[18日 ロイター] – 植田和男日銀総裁は18日、持続的・安定的な物価2%目標達成には「まだ距離がある」との認識を示した。インドで開かれた20カ国・地域(G20)財務相・中央銀行総裁会議終了後、記者団の質問に答えた。

植田総裁は「基本的に、持続的・安定的な2%のインフレ達成というところにまだ距離がある、との認識がまだまだある」と言及した。「その認識のもとでは、金融仲介機能や市場機能に配慮しつつ、イールドカーブ・コントロール(YCC)のもとで、粘り強く、金融緩和を続けていくということをしてきた」とも語った。

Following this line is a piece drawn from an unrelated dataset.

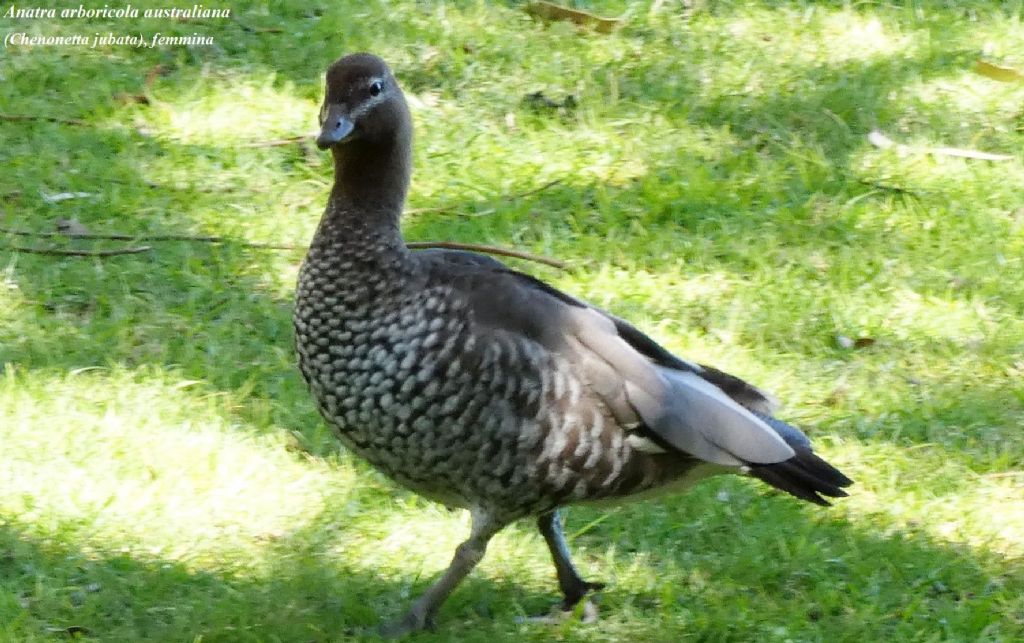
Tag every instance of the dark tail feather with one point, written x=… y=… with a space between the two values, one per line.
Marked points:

そのうえで総裁は「そういう姿勢、もちろん最初の前提のところは、毎回の決定会合でチェックする」と指摘。「見通しが変わる、こういうのも改めてきちんとチェックするわけだが、前提が変わらない限り、全体のストーリーが不変であることは申し上げられる」と述べた。

鈴木俊一財務相は、世界経済は下方リスクが大きいとの認識をG20で共有したと明かした。植田総裁も、世界経済が分断するようなら「何らかのマイナスの影響は避けられない」と同調した。

鈴木財務相は、これまでの為替に関する国際合意について今回のG20会合で再確認したことも明らかにした。